Je voudrais faire part d’une expérience qui nous a été relatée dans le cadre d’un déplacement dans l’agglomération lyonnaise, que je connais bien, de la mission « jeunes » mise en place par le Sénat. Nous avons constaté que les opérateurs privés qui avaient été désignés pour aider les jeunes des quartiers dits « sensibles » de nos territoires à accéder à l’emploi rencontraient beaucoup de difficultés et avaient été obligés de s’implanter en dehors des zones sensibles, et ce non par la faute du service public que constituent Pôle emploi et les missions locales mais parce que les jeunes n’y croyaient pas beaucoup. On ne peut donc faire reproche aux missions locales de ne pas avoir accepté de collaborer et de travailler avec ces opérateurs privés. Aussi, il faut arrêter de dire que des opérateurs privés pourront faire ce que le service public ne peut pas faire, car tout cela est très complexe, les jeunes concernés étant éloignés à la fois de l’emploi et de l’insertion sociale. Un travail d’accompagnement doit être mené, pas à pas, petit à petit, dans la proximité, et non par des gens qui « débarquent » dans les quartiers sensibles sans rien connaître des situations locales.
Je tenais à apporter ce témoignage. Ce n’est effectivement pas en permettant l’entrée des opérateurs privés sur ce que vous appelez le « marché de l’insertion » que l’on réglera le problème de l’accès à l’emploi des jeunes et de leur insertion sociale et professionnelle. (Applaudissements sur les travées du groupe socialiste.)
M. le président. La parole est à M. Claude Jeannerot, pour explication de vote.
M. Claude Jeannerot. Comme vient de l’expliquer ma collègue Christiane Demontès, nous soutiendrons cet amendement présenté par nos collègues du groupe CRC-SPG, non pas seulement pour des motifs idéologiques, que nous partageons bien entendu, mais en raison même du mode opératoire proposé, qui, à bien des titres, ne nous paraît guère acceptable. Je m’explique.
S’agissant d’idéologie, vous avez choisi, depuis longtemps, de retirer au service public de l’emploi le monopole du placement. D’une certaine manière, sur ce plan, la messe est dite, et les dispositions que vous prenez aujourd’hui sont cohérentes avec cette position.
En revanche, confier au représentant de l’État en région la responsabilité de conduire des conventions à titre expérimental me paraît affaiblir Pôle emploi, que vous avez investi de missions particulières.
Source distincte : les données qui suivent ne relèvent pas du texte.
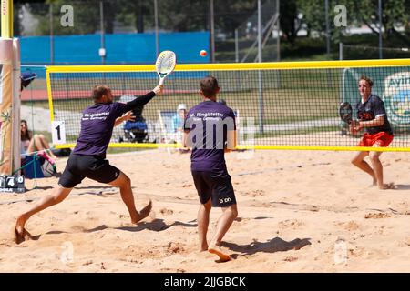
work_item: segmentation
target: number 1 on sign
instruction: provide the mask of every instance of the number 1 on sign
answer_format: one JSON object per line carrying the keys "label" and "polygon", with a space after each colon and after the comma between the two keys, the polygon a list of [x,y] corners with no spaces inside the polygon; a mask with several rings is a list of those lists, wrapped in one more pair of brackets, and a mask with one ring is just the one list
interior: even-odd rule
{"label": "number 1 on sign", "polygon": [[53,121],[51,133],[54,145],[66,144],[66,126],[64,121]]}

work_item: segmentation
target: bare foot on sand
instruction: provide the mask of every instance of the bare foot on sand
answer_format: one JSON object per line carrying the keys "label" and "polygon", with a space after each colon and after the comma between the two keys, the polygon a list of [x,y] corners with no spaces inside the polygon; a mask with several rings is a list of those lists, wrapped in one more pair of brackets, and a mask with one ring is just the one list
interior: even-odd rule
{"label": "bare foot on sand", "polygon": [[389,184],[384,184],[382,186],[379,186],[379,189],[381,190],[387,190],[387,189],[395,189],[395,183],[389,183]]}
{"label": "bare foot on sand", "polygon": [[152,209],[152,201],[149,200],[149,204],[139,211],[137,217],[131,219],[131,223],[137,224],[145,217],[147,217],[149,215],[149,212],[151,212],[151,209]]}
{"label": "bare foot on sand", "polygon": [[17,218],[15,225],[14,236],[15,242],[18,245],[26,240],[31,239],[32,236],[25,229],[26,219],[23,216]]}
{"label": "bare foot on sand", "polygon": [[222,262],[231,261],[231,256],[228,254],[225,254],[220,246],[212,245],[208,248],[208,251],[210,254],[215,254],[220,257],[220,260]]}

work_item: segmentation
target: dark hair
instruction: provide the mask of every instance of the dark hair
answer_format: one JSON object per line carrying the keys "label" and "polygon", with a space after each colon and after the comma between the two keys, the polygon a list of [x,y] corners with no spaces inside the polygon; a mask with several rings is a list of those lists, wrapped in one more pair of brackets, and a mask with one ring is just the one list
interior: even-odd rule
{"label": "dark hair", "polygon": [[97,85],[93,88],[93,100],[98,101],[104,95],[111,90],[107,85]]}
{"label": "dark hair", "polygon": [[[24,119],[20,120],[20,124],[25,124],[26,125],[26,128],[27,128],[27,130],[26,130],[26,133],[24,133],[23,135],[21,135],[20,140],[30,140],[33,137],[33,134],[31,132],[31,130],[28,130],[28,126],[27,126],[27,122]],[[21,130],[20,130],[21,132]]]}
{"label": "dark hair", "polygon": [[218,81],[214,76],[208,75],[200,81],[200,91],[205,97],[216,95],[219,88]]}
{"label": "dark hair", "polygon": [[226,101],[225,101],[225,99],[220,99],[220,100],[218,101],[218,103],[220,103],[222,105],[226,105]]}
{"label": "dark hair", "polygon": [[360,77],[359,81],[364,80],[367,82],[367,84],[373,87],[373,81],[371,78],[369,78],[367,75],[362,75],[362,76]]}

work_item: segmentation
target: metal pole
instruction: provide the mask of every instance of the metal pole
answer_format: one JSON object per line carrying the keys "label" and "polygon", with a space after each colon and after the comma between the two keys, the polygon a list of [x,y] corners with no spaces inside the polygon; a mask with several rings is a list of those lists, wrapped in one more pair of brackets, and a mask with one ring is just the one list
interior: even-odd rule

Si vous voulez vraiment aider Pôle emploi dans sa mission de service public – Pôle emploi demeurant, sauf erreur de ma part, la composante majeure du service public de l’emploi –, alors laissez-le agir et s’organiser sur les territoires, sans faire intervenir le préfet représentant de l’État ! Cette intervention va affaiblir le service public de l’emploi et n’apportera, en tout cas, aucune valeur ajoutée ; soyez-en sûrs.